Esta línea de actuación que, en teoría, tiene como prioridad la lucha contra la pobreza, es el resultado de un cambio de discurso que se está dando en el Banco a lo largo de la década de los 90 y que se está intensificando durante los primeros años del siglo XXI. Bajo la presidencia de James D. Wolfensohn el BM ha sufrido un proceso de reformas, tanto de organización como en relación al discurso sobre desarrollo. Este proceso es consecuencia en gran parte de las críticas provenientes de diferentes sectores y la presión social que se ha ejercido, sobre todo desde la segunda mitad de los 80, sobre el Banco y sus políticas. A principios de la década de los 90, incluso informes internos del BM, acompañados de importantes disidencias, pusieron de manifiesto las deficiencias y los efectos "no deseados" de las actuaciones realizadas y de las políticas promovidas por el Banco.

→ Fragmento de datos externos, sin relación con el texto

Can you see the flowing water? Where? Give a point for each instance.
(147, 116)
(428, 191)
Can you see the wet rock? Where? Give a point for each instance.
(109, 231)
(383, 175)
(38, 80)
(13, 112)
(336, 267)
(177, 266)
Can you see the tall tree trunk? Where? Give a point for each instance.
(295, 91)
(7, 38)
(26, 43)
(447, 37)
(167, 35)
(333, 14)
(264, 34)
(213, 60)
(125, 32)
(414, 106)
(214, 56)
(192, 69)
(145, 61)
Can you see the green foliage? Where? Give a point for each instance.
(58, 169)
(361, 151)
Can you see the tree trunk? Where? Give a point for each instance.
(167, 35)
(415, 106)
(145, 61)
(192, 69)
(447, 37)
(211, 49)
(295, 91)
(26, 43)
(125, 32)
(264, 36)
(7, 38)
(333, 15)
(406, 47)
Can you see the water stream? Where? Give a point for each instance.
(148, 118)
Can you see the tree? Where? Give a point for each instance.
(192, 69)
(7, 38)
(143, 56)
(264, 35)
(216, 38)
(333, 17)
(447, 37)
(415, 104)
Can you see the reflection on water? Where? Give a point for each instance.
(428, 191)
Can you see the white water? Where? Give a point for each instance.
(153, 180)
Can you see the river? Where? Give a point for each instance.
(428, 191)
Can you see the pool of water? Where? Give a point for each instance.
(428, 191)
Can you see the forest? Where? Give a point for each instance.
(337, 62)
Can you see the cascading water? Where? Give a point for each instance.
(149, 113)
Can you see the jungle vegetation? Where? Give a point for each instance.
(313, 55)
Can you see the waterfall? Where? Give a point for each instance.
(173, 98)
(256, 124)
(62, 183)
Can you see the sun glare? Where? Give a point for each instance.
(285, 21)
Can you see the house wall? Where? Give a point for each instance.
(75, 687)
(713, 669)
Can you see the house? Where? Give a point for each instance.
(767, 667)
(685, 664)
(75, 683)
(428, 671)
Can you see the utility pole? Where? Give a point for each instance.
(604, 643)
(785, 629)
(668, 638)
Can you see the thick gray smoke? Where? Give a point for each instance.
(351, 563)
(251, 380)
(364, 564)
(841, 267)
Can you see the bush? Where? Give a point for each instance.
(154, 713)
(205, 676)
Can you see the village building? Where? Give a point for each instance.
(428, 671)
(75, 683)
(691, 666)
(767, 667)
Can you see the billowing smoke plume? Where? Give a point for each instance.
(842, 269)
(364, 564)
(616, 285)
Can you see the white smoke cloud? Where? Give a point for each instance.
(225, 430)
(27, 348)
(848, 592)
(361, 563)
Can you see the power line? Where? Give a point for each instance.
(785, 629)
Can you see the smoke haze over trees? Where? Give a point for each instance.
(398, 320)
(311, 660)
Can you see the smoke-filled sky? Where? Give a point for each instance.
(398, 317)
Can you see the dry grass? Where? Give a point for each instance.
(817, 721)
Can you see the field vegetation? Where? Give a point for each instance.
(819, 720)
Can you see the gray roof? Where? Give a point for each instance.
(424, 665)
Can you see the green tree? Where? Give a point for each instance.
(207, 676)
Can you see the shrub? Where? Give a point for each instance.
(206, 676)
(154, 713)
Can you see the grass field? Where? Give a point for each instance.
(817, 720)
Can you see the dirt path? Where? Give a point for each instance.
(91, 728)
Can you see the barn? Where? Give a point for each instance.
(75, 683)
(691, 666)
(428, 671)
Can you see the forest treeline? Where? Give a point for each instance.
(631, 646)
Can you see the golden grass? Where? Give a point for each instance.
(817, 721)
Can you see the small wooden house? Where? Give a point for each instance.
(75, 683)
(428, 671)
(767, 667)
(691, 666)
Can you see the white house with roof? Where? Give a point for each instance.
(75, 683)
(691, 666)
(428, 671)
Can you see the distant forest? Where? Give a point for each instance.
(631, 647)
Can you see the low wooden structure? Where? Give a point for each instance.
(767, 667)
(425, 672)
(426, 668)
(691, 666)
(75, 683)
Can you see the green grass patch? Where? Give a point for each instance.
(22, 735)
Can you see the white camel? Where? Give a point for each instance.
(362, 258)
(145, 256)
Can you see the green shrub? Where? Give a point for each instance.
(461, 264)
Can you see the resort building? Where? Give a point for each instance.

Lo que aún está para ver es si las reformas puestas en marcha supondrán cambios reales o se trata, tal y como apuntan los críticos, sólo de una operación de maquillaje. Según Susan George, "si el Banco pretende cumplic on su solemne decisió de que "la reducción sostenible de la pobreza es el objetivo global (...) i el punto de referencia por el cual se medirá su actuación como institución para el desarrollo", tendrá que abandonar su obsesión por el mercado. (...) En tanto que las decisiones del Banco se basen en lo que dice el mercado, estará condenado a la impotencia respecto a los pobres. No tiene sentido pedir al mercado que cumpla un objetivo para el que no ha sido creado" (S. George, La religión del Crédito. El Banco Mundial y su imperio secular, 1994, p. 17). En el año 2000, la dimisión de Ravi Kanvur, encargado de dirigir el Informe anual sobre desarrollo mundial del BM, puso en evidencia que el Banco no estaba dispuesto a hacer tantas concesiones y reformas como en un principio podía parecer. Kanvur dimitió al verse imposibilitado a introducir nuevas visiones en el informe sobre desarrollo mundial, visiones diferentes a las del Consenso de Washington. Por ejemplo, sus propuestas sobre redistribución de la renta o sus críticas a las consecuencias de las políticas aplicadas o inducidas por el BM, que fueron "censuradas" por el Tesoro Norteamericano.
En cuanto a las actuaciones concretas, obviamente éstas han ido cambiando a lo largo de sus más de 50 años de historia. En términos generales, el BM, a través de sus dos principales agencias (BIRF y AIF), otorga préstamos a proyectos y a programas de ajuste sectorial y estructural. Hasta los años 80 los préstamos para proyectos fueron mayoritarios, pero a partir de la década de los 80, y a raíz sobre todo de la crisis de la deuda, se generalizaron los préstamos para programas de ajuste estructural y sectorial. Actualmente, ha disminuido la importancia cuantitativa de los recursos destinados al ajuste, que llegaron a su punto máximo con la crisis asiática a finales de la década de los 90 (casi el 70 % de los recursos del BIRF se dedicaron en 1999 a fines de ajuste). Aunque en el ejercicio 2001 el porcentaje de financiamiento otorgado por el BIDF "para finalidades de ajuste" ha sido sólo del 38 % (Banco Mundial, Informe Anual 2001), estas políticas siguen suponiendo un condicionante para acceder a otras líneas de préstamo o de reducción de deuda del mismo BM.